Therapeutic interventions including inpatient and day surgeries, surgical and nonsurgical;



Diagnostic interventions including diagnostic imaging, tests, measurements, biopsies and explorations;



Cognitive, psychosocial and sensory therapeutic interventions;



Other health care interventions such as assistance with activities of daily living, environmental assessments, and counseling; and



Therapeutic interventions strengthening the immune system.

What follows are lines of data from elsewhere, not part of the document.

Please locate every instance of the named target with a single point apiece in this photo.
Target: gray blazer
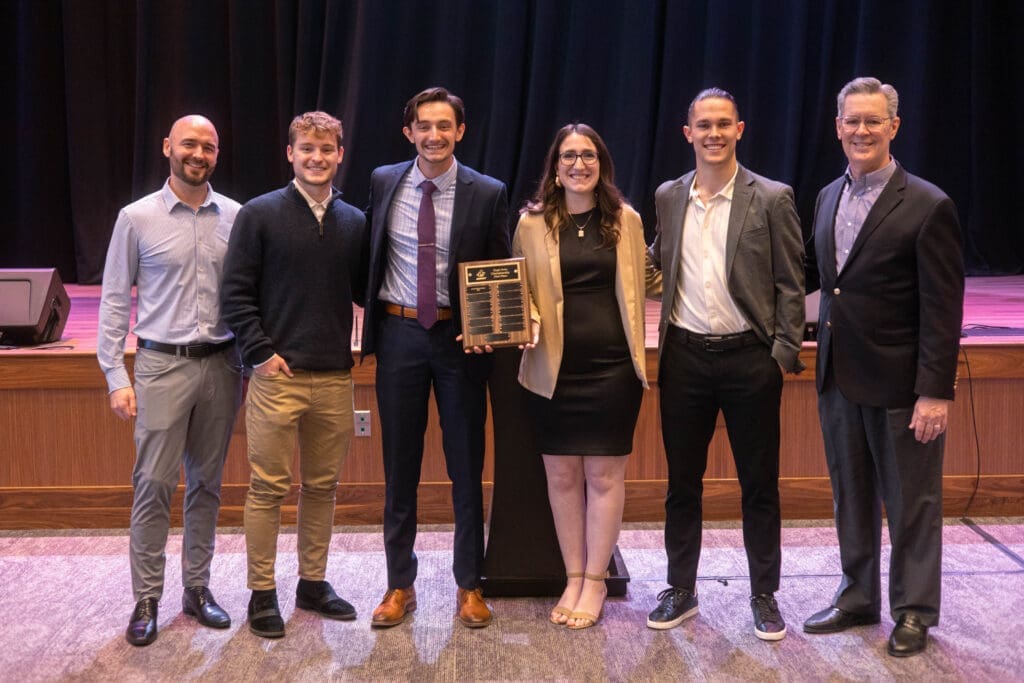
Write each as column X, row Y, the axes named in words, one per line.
column 764, row 259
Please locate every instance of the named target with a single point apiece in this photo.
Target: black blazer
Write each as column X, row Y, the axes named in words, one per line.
column 479, row 230
column 891, row 319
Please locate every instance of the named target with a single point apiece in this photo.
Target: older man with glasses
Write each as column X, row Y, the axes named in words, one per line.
column 889, row 256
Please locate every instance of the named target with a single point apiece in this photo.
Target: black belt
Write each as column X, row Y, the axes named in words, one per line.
column 716, row 343
column 443, row 312
column 187, row 350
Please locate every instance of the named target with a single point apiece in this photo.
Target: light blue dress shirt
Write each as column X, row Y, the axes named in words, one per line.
column 175, row 257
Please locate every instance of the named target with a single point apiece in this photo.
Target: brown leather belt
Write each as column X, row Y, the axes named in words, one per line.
column 406, row 311
column 716, row 343
column 199, row 350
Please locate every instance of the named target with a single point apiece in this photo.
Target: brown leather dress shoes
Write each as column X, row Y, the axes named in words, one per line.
column 473, row 611
column 396, row 603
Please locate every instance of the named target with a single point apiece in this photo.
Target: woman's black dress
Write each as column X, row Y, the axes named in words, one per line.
column 597, row 396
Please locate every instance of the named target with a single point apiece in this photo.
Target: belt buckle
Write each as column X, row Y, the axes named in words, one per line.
column 195, row 350
column 709, row 341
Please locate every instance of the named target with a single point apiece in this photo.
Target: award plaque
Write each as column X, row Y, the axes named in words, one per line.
column 495, row 303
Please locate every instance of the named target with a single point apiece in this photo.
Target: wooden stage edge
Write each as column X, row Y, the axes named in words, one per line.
column 807, row 498
column 68, row 461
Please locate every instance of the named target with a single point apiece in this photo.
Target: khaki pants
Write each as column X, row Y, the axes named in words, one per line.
column 315, row 410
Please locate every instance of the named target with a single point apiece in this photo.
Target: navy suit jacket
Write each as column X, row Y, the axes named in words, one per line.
column 479, row 230
column 891, row 319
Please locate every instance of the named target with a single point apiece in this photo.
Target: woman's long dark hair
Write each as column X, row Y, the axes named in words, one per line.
column 550, row 199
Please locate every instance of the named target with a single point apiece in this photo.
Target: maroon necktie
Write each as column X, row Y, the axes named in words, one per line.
column 426, row 264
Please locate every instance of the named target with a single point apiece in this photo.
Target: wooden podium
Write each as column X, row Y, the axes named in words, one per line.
column 522, row 557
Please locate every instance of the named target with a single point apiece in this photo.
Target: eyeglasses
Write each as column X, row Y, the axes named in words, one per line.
column 568, row 158
column 872, row 124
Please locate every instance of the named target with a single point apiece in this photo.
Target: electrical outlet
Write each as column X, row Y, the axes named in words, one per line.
column 363, row 423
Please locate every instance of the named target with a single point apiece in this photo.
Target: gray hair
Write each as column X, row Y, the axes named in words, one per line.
column 866, row 85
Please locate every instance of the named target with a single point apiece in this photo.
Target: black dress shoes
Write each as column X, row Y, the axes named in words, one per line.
column 142, row 626
column 834, row 620
column 264, row 616
column 909, row 637
column 198, row 601
column 317, row 596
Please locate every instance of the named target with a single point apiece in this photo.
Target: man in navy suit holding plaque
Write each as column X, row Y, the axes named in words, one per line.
column 426, row 216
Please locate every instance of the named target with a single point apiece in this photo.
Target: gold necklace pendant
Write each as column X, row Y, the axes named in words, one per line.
column 581, row 228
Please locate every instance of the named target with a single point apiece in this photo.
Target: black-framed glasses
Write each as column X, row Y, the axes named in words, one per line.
column 873, row 124
column 568, row 158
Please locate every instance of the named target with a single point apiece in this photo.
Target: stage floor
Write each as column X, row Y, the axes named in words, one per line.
column 69, row 460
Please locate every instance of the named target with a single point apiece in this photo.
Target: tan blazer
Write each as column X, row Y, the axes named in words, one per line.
column 539, row 369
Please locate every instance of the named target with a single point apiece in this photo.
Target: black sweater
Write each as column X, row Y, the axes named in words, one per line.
column 290, row 282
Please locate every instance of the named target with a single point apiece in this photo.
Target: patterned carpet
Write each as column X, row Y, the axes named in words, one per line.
column 66, row 601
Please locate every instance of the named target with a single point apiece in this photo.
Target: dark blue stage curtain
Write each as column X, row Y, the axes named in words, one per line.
column 91, row 88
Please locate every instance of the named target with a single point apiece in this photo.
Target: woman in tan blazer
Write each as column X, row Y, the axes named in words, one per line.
column 585, row 261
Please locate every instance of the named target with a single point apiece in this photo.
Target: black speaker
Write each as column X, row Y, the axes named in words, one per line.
column 34, row 306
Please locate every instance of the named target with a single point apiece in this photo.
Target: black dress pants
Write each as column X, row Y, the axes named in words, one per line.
column 745, row 384
column 873, row 459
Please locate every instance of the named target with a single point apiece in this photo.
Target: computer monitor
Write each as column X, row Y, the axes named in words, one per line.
column 34, row 306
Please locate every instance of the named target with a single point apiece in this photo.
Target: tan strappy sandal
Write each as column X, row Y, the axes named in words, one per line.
column 559, row 614
column 588, row 620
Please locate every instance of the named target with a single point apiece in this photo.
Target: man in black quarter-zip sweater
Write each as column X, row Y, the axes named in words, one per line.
column 292, row 272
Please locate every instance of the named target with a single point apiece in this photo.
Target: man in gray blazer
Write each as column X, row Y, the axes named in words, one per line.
column 730, row 252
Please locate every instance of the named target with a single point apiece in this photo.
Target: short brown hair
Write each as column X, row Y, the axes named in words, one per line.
column 436, row 94
column 317, row 123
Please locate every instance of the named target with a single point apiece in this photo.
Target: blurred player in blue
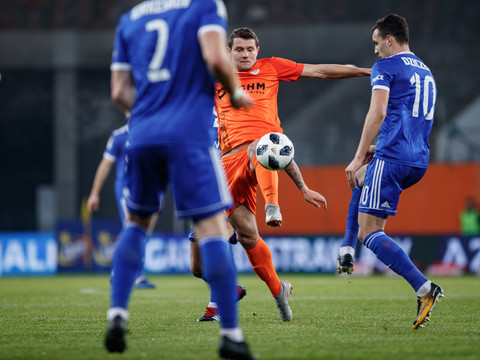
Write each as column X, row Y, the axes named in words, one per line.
column 211, row 313
column 401, row 113
column 165, row 59
column 114, row 154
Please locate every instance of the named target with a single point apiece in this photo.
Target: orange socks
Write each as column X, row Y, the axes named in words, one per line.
column 261, row 259
column 267, row 181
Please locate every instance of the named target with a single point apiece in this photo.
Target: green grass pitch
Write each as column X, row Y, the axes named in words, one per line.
column 63, row 317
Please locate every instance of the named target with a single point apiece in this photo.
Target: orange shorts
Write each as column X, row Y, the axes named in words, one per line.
column 242, row 182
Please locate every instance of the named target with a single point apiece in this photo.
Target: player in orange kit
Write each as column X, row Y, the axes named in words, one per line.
column 239, row 131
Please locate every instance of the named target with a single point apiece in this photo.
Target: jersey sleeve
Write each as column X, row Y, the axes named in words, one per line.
column 213, row 17
column 120, row 60
column 380, row 77
column 110, row 151
column 287, row 70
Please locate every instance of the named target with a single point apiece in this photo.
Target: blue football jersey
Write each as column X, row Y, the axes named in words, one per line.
column 172, row 103
column 403, row 136
column 115, row 150
column 214, row 131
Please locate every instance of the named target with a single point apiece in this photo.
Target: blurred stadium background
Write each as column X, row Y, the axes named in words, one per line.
column 56, row 113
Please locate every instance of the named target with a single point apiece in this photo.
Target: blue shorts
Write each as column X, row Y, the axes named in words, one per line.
column 233, row 239
column 194, row 172
column 384, row 182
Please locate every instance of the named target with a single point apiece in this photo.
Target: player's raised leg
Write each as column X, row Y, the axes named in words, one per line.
column 268, row 184
column 243, row 220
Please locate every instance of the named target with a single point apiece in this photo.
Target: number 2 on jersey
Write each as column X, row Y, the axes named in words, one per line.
column 415, row 79
column 155, row 72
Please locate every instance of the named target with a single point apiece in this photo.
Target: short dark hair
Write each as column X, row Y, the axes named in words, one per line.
column 393, row 25
column 244, row 33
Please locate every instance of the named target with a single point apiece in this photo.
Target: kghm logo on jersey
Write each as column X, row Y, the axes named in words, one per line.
column 253, row 88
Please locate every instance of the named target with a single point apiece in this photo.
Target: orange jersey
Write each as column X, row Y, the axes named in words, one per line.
column 239, row 126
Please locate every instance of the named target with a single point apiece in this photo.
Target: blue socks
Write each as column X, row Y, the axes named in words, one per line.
column 392, row 255
column 218, row 268
column 127, row 263
column 351, row 229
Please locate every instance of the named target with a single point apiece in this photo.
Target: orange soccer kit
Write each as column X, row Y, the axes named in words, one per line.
column 238, row 127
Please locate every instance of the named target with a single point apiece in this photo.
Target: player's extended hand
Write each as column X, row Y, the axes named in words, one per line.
column 351, row 170
column 240, row 99
column 314, row 198
column 93, row 202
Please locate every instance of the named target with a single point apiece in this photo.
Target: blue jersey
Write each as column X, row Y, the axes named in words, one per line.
column 404, row 134
column 172, row 102
column 214, row 131
column 115, row 151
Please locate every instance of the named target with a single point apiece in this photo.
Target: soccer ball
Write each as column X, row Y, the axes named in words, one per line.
column 274, row 151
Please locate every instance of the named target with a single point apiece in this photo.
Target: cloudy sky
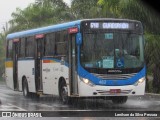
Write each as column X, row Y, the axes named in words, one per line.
column 9, row 6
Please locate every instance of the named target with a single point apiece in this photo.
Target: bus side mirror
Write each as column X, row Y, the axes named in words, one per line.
column 79, row 39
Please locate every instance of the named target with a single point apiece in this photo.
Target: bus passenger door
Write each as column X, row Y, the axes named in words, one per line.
column 38, row 62
column 73, row 65
column 15, row 63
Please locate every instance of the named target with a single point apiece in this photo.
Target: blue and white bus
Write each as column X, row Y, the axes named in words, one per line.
column 90, row 58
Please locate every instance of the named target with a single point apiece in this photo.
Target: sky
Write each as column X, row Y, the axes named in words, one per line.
column 7, row 7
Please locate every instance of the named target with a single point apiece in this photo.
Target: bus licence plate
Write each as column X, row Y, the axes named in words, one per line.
column 114, row 91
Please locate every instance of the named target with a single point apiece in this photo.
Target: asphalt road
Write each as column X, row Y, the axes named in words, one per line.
column 87, row 109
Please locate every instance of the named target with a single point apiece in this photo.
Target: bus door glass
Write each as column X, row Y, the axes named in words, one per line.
column 73, row 65
column 15, row 66
column 38, row 61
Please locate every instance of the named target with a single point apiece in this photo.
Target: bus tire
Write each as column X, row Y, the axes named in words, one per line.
column 64, row 93
column 25, row 89
column 119, row 99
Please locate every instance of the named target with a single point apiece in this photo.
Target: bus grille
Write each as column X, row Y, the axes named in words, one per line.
column 114, row 76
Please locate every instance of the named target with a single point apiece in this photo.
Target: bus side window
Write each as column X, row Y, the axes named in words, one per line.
column 9, row 49
column 30, row 47
column 61, row 43
column 50, row 44
column 22, row 48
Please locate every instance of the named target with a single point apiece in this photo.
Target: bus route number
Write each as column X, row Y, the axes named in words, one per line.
column 102, row 82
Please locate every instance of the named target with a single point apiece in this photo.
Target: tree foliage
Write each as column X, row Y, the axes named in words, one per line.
column 47, row 12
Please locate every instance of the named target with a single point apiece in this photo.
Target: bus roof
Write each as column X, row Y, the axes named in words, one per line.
column 41, row 30
column 57, row 27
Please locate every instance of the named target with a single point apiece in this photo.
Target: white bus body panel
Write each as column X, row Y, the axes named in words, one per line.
column 9, row 77
column 51, row 73
column 27, row 68
column 87, row 91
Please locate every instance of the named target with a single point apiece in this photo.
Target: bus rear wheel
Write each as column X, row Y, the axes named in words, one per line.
column 119, row 99
column 64, row 93
column 25, row 88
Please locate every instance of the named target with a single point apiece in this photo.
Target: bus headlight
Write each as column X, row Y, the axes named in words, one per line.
column 140, row 81
column 87, row 81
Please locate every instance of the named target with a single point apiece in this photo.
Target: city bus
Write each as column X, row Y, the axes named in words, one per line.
column 89, row 58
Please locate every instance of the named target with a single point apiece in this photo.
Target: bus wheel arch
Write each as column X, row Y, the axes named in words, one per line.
column 63, row 91
column 25, row 89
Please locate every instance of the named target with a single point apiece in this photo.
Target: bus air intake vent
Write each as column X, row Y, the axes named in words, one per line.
column 114, row 76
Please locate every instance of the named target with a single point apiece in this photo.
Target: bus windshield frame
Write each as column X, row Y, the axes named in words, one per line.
column 109, row 50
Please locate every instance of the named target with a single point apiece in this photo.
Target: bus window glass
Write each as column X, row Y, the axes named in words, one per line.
column 22, row 48
column 9, row 54
column 50, row 44
column 112, row 50
column 30, row 47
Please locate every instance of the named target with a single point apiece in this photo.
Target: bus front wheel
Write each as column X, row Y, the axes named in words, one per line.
column 119, row 99
column 63, row 93
column 25, row 88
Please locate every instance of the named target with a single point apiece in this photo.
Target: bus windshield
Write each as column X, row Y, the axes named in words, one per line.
column 112, row 50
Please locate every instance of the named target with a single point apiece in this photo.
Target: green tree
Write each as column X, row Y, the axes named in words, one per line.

CCI specifies more precisely than ever before what interventions and services health professionals provide. It has been designed to be service provider and service-setting neutral and can be used comprehensively throughout the health system. 2.1.5. ATC / DDD6

The ATC / DDD system classifies therapeutic drugs. The purpose of the ATC / DDD system is to serve as a tool for drug utilization research in order to improve quality of drug use. In the ATC classification system, the drugs are divided into different groups according to the organ or system on which they act and their chemical, pharmacological and therapeutic properties. Drugs are classified into five different levels. Drug consumption statistics (international and other levels) can be presented for each of these five levels. 2.1.6. SNOMED CT7

SNOMED Clinical Terms (SNOMED CT) is a dynamic, scientifically validated clinical health care terminology and infrastructure that makes health care knowledge more usable and accessible. The SNOMED CT Core terminology provides a common language that enables a consistent way of capturing, sharing and aggregating health data across specialties and sites of care. Among the applications for SNOMED CT are electronic medical records, ICU monitoring, clinical decision support, medical research studies, clinical trials, computerized physician order entry, disease surveillance, image indexing and consumer health information services.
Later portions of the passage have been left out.